さて、気になる「(1)術者として治療を行う」については、同僚のSebastianがProf. Nickenig (Director)に聞いてくれたらしく、「免許を取ったならやっていいよ」とのこと。なんとも判断の難しい回答で、はたして労働許可でやらせてくれるのか――乞うご期待。
「(2)雇用条件」に関しては、秘書に病院との手続きについて問い合わせるも全く進展なく、同僚に聞いたところ「Prof. Nickenigに雇用交渉の話し合い(就活)をしないといけないのではないか」と。

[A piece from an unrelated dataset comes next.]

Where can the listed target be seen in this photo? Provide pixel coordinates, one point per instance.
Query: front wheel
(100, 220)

ここにきてまた難易度の高い関門が(笑)。
日本とロンドンで学会
11月の前半、NPO法人ストラクチャークラブ・ジャパン主催のライブデモンストレーションが日本の仙台で開催され、そこでMitraClip(僧帽弁治療)のライブコメンテーターと三尖弁カテーテル治療についての講演をしました。MitraClipは日本ではより細かくエコーの評価や手技操作を行なっているのが印象的でしたし、三尖弁に関してはほとんど未知の領域、という印象を受けました。
11月中旬にはロンドンでLondon Valvesが開催され、研究発表とともに治療デバイスのシミュレーショントレーニングなどを行いました。メイン会場でTriluminate studyの1年結果を発表するボスの姿はすばらしく格好良く、いつかああなってやろうと思います。さらにとても充実していたのは、これらの学会中に多くの先生や旧友と会うことができたことでしょうか。たくさんご馳走になり、そしてまた「出世払い」のツケが・・・・・・!


三井記念病院の田中先生

London Valvesの後、三井記念病院の田中先生が、以前ベルン大学に留学されていた阿佐美先生とともにボン大学に見学に来られました。田中先生は来年4月からボン大学に留学を考えている先生で、とても流暢な英語でProf. Nickenigに自己紹介されていました。今から一緒に働ける日が楽しみです!!
<プロフィール>

杉浦 淳史(すぎうら・あつし)
ボン大学病院
循環器内科 指導上級医(Oberarzt)
論文が書けるインテリ系でもないのに「ビッグになるなら留学だ!」と、2018年4月からドイツのボン大学にリサーチフェローとして飛び込んだ、既婚3児の父。